The PhD course will give an introduction to the conversation analytic approach to second language (L2) learning and interaction. It will be concerned with people's methods for accomplishing learning and the interactional evidence researchers rely on to make claims about such methods. Furthermore, it will give insight into characteristics of interaction between first and second language speakers, for instance how L1 speakers adapt to the perceived proficiency level of L2 speakers and seek to preempt understanding problems. The data will come from both formal, pedagogic activities and informal conversations outside the classroom (‘in the wild’). Addressing methodological issues and challenges, the course will give hands-on experience with analyzing recordings of video- and audio-recorded conversations using a conversation analytic methodology.

Find the program here.

Topics covered include

  • Conversation Analysis as an approach to L2 learning and interaction
  • Methodological issues in studying L2 interaction longitudinally
  • Methodological challenges of eclecticism
  • L2 interactional competence and its development
  • L2 grammar-in-interaction
  • L2 talk as atypical interaction?
  • Language learning in the classroom and ‘in the wild’
  • Securing understanding in L2 interaction

Reading list

Approximately 400 pages of research articles.

Lecturers

Simona Pekarek Doehler (University of Neuchâtel, Switzerland) and Søren Eskildsen (University of Southern Denmark, Denmark) will hold the Summer School together with Jan Svennevig (MultiLing).

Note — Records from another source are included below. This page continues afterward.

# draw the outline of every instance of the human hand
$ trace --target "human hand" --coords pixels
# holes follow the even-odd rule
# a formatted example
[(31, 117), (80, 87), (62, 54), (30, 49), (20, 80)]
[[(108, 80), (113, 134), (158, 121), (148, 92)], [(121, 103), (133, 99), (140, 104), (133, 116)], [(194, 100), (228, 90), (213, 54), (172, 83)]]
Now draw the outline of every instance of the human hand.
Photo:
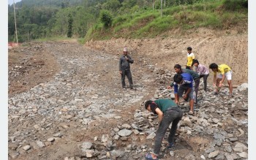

Simona Pekarek Doehler is Professor of Applied Linguistics at the University of Neuchâtel, Switzerland. In her research she seeks to understand how participants to talk-in-interaction use grammar in concert with bodily conduct as a resource to accomplish social actions and how, in turn, linguistic and communicative resources emerge from the process of interaction. A second line of her research is dedicated to exploring the development of interactional competence in a second language, including the methodological challenges that arise when it comes to documenting change across time in situated social interactions.

Søren Wind Eskildsen is an Associate Professor of Second Language (L2) Acquisition at the University of Southern Denmark in Sønderborg. His primary research interest concerns the usage-based processes and practices in L2 learning, in situ and over time, as seen through the lenses of usage-based models of language and conversation analysis. Other interests include the role of gestures and other embodied conduct in L2 learning and interaction. He works with both in- and out-of-class L2 data and with both adult and child L2 learning.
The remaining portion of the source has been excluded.